Thursday, September 5, 2013

pumpkin cupcakes

Pumpkin Cupcake  (This is a double batch.  Cut in half for regular batch.)
2 sticks of butter (softened)
3 cups sugar
6 eggs
2 tsp vanilla
1 1/2 cans pumpkin (the regular sized can)

4 cups flour
1 tsp baking soda
2 tsp baking powder
1/2 tsp salt
3-4 tsp cinnamon
2 tsp nutmeg
1 to 1 1/2 cups milk 

Cream butter in a mixer.  Add sugar one cup at a time.  Add eggs cream together.  Add Vanilla & Pumpkin.  Blend well.  Add all flour, soda, powder, salt, cinnamon, nutmeg.  Mix but do not over mix.  Add 1 to 1 1/2 cups of milk.  You do not want it to be too thin or too thick.  Spoon into cupcake wrappers (I use a ice cream scooper).  Bake in a preheated 350 oven for 21-22 minutes. 
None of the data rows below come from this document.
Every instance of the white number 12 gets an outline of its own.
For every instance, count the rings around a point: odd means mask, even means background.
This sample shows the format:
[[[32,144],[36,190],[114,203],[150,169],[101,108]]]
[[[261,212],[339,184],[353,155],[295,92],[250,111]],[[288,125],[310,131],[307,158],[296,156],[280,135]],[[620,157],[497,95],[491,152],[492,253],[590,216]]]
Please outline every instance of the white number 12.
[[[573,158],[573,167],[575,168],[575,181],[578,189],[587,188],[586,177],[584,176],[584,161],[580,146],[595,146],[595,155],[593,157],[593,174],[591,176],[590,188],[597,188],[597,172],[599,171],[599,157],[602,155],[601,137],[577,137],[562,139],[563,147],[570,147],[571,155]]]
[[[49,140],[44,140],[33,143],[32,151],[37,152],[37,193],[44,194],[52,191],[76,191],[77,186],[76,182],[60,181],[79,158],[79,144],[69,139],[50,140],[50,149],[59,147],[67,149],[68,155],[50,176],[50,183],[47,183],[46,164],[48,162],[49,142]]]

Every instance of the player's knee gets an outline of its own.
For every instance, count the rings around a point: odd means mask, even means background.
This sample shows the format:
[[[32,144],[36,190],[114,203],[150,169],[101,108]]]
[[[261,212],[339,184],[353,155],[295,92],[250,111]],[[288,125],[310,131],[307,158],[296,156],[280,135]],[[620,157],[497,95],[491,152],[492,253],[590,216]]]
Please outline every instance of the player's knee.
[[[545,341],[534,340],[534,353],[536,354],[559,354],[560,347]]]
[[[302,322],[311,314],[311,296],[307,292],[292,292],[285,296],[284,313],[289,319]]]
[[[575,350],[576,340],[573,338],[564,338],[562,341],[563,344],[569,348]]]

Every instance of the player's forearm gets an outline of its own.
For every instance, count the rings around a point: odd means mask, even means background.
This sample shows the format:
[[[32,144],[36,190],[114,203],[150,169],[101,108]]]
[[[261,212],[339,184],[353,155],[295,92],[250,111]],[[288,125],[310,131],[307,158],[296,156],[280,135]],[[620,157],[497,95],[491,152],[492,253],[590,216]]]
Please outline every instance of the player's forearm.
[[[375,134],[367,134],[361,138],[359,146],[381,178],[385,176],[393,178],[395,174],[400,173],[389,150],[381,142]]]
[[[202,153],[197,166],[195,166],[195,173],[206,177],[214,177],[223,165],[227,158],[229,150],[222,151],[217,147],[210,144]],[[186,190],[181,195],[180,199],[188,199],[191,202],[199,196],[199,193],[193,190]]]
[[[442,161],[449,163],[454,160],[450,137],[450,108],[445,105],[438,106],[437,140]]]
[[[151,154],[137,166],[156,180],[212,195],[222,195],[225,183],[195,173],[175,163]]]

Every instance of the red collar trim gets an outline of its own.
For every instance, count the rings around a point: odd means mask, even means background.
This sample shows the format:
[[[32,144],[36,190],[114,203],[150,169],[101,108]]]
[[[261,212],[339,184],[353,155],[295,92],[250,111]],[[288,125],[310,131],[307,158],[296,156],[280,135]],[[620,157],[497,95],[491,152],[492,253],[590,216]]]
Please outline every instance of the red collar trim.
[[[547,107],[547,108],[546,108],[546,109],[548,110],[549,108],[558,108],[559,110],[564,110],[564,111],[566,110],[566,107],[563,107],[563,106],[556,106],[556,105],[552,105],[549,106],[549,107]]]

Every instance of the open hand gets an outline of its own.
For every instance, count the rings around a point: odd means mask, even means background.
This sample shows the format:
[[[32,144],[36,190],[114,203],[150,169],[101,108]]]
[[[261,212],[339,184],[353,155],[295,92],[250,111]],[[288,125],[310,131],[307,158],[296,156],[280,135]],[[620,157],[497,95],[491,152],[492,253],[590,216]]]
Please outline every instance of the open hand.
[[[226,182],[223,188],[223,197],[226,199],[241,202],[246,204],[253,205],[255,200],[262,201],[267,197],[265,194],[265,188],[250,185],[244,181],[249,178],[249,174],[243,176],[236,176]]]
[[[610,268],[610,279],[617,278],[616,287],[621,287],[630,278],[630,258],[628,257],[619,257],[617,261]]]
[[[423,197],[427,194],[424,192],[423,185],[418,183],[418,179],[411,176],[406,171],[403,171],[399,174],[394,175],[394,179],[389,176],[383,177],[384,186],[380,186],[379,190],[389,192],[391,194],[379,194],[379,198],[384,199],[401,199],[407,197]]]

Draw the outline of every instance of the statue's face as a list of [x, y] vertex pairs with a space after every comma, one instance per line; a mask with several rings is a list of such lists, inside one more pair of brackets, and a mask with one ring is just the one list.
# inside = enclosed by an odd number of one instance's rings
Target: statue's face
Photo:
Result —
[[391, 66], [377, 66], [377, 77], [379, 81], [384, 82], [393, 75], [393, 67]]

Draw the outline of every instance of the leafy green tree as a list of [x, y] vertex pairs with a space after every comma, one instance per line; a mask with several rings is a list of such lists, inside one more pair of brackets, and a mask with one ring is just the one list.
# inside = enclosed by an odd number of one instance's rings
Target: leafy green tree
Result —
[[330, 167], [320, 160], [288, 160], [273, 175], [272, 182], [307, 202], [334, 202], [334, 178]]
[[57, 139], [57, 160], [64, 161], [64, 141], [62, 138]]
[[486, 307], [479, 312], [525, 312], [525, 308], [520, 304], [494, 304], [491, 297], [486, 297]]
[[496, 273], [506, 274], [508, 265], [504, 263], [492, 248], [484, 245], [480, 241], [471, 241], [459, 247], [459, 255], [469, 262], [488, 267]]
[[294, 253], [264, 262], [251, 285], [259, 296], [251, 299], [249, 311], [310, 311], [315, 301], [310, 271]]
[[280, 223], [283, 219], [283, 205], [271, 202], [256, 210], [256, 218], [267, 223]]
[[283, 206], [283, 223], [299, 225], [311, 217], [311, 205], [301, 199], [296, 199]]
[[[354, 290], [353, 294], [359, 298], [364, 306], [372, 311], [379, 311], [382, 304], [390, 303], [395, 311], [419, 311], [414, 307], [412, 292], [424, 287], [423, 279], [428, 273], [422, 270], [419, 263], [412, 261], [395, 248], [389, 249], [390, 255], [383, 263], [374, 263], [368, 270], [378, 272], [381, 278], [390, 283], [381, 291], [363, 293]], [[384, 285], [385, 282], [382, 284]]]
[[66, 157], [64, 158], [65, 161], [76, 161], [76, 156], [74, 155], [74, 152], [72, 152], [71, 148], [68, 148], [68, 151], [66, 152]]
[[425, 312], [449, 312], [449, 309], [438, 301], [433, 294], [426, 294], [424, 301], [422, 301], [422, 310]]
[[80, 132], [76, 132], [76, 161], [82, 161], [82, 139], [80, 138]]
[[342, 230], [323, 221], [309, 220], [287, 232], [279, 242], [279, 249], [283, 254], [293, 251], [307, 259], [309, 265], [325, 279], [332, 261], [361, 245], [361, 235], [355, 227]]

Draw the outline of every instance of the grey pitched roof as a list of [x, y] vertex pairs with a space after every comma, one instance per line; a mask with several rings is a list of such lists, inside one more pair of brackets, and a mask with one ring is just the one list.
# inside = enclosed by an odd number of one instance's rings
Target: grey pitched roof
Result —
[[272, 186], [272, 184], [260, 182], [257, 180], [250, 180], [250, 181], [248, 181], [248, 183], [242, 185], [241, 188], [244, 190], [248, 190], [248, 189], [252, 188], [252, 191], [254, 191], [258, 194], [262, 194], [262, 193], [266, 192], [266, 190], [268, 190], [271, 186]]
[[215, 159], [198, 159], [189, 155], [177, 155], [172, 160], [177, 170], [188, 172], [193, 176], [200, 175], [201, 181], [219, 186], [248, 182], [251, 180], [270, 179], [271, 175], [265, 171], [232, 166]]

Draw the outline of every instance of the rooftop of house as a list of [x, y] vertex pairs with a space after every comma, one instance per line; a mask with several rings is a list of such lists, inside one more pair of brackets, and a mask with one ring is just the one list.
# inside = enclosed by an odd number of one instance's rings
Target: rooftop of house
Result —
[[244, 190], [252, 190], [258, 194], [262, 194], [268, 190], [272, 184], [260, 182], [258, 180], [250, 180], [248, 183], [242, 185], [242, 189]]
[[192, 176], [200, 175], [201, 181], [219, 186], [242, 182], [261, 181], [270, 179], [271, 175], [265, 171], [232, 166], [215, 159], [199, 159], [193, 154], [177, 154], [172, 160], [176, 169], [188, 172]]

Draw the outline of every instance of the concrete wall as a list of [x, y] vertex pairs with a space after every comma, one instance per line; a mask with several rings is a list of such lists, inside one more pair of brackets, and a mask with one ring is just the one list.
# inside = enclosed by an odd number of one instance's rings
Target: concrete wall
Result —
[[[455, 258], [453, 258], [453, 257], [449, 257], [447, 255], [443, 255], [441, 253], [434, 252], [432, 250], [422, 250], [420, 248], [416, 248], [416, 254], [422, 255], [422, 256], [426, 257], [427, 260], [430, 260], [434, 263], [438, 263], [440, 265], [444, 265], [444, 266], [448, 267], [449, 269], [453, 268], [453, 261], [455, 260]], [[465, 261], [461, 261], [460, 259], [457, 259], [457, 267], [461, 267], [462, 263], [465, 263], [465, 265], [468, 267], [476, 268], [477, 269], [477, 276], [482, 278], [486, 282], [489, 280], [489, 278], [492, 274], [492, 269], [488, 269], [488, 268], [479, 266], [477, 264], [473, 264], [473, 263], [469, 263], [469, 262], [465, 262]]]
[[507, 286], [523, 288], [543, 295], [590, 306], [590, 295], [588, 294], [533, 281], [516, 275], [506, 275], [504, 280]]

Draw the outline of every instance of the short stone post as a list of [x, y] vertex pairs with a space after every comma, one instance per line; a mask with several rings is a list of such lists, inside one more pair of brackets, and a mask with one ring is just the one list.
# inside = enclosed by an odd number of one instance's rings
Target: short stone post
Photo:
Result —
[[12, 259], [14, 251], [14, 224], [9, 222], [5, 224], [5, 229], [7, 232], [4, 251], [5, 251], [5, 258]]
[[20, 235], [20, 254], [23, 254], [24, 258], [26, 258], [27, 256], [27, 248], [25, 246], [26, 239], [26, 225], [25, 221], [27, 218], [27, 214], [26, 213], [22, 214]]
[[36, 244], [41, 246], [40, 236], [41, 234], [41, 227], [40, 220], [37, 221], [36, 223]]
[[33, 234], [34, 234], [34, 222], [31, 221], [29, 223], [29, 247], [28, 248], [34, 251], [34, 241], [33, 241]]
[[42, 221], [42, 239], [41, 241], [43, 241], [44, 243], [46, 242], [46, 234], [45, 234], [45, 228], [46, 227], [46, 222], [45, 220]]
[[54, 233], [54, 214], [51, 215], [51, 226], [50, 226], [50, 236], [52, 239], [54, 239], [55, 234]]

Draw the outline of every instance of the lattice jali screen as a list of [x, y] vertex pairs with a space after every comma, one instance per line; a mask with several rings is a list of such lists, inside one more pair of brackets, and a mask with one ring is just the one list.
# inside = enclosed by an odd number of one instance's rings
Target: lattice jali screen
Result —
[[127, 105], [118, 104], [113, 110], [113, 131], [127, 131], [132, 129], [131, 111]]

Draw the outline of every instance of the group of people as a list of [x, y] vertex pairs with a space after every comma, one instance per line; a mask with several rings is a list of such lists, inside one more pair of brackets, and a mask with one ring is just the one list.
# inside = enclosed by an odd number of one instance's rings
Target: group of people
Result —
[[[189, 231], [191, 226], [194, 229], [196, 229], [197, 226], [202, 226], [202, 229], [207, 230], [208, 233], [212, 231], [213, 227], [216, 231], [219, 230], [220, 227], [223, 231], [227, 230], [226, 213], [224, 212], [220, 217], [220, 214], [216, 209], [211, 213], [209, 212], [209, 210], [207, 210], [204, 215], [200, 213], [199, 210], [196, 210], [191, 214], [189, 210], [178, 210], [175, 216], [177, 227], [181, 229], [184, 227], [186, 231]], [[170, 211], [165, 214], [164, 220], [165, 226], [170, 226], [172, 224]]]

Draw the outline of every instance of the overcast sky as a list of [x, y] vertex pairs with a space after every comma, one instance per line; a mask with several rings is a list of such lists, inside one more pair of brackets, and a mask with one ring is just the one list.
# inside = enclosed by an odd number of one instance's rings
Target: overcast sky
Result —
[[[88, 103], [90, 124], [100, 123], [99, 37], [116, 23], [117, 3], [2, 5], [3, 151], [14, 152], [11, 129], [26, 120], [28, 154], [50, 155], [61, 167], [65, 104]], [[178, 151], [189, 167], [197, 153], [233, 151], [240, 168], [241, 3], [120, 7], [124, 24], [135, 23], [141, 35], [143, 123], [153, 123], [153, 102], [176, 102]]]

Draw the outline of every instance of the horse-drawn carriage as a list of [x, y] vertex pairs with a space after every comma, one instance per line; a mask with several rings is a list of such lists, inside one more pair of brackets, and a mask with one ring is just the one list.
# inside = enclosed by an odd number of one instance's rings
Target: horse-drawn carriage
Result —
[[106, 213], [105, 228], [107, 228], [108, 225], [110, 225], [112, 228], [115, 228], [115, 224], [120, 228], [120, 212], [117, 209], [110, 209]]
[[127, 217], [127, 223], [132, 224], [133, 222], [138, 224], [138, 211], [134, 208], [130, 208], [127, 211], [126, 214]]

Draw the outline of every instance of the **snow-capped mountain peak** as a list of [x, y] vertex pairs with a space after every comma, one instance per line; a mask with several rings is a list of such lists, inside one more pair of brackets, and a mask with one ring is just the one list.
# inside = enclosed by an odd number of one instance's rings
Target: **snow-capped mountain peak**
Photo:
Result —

We made our own frosting.  It was like 2 cups powdered sugar, 1/2 cube butter, a pour of milk and 2 tsp vanilla.  The key word there is *like*.  We adjusted it immensely during the process cause it needed to be thicker, no wait that's too thick add more milk, a little more butter will make it creamier... you get the picture.  So those are just the key ingredients, adjust as needed.